それだけでなく、年齢は私の1つ上でそんなに変わらなかった事もあり、性格も落ち着いていて成績も優秀な彼に困ったり進路で悩んでいる事を相談すれば親身に乗ってくれたし、時に叱ってくれたりもした。
今はお互いに多忙で年に何回かしか会えないけれど、今でも仕事の悩みを聞いてもらったりして、変わらずに支えてくれているおあいて2兄さんとは特別な絆があると信じていた。
「これでいいだろ?おあいて」
「もちろん。さすが兄さん」
そうして急遽、三人で酒盛りをすることになってしまった。
兄さんがもう一つグラスを取りに行くと申し出てくれたけれど、弟と二人きりになることは避けたかったので私がキッチンまで取りに行くことにした。

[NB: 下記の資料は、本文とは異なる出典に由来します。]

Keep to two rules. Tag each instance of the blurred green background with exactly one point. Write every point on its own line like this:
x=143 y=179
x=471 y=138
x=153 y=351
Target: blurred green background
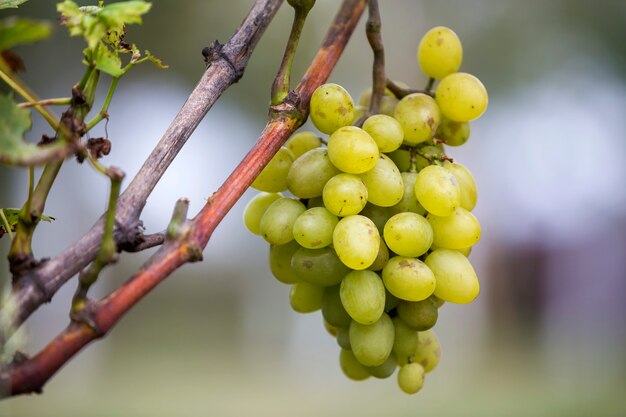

そして、おつまみになりそうなお菓子をもう少し持ってきた。
この時は、あんな事になるなんて思いもしなかった。
「じゃあ、おあいて、内定おめでとう!」
乾杯ーーーー
三人でテーブルを囲み、グラスを鳴らして宴会を始める。
近況から昔の思い出話まで色んな話で場を彩っていく。
「なまえ、もっとどうだ?」
「そうそう、僕のお祝いなんだから飲んでよ」
楽しい空間で、テーブルの両側からおあいて2兄さんとおあいてがお酌をしてくれた。
元々お酒に強いこともあり、お酒自体も美味しくてどんどん飲み進めていく。
すると、段々とふわふわとしてきて、思わず隣にいるおあいて2兄さんの肩に凭れかかってしまった。
あれ?いつもよりも酔いの回りが早いな…
身体を預けながらそんな事を考えつつも、頭はぼんやりとしてきて思考力が奪われていく。
「なまえ、大丈夫か?」
「兄さん、なんだか身体が熱い…」
「そうか、じゃあパジャマを脱ごうな」
言葉は入ってくるけれど、その意味が分からずにされるがまま。笑みを深めたおあいて2兄さんはボタンに手を掛けるけど、上手く取れないらしくもたもたしていた。おかしいなと思いながらもぼんやりしていると、今度はおあいてが手を伸ばしてきた。
「もー、不器用すぎ。兄さんは脱がせ慣れてないの?あんなに遊んでるくせに」
「うるさい。いつもは俺が何もしなくても向こうがすでに脱いでるんだ」
「はいはい、わかったから僕に任せて」
不機嫌そうに舌打ちをする兄を余所に、弟は鮮やかにボタンを外して、起こした私の身体をベッドへと押し倒した。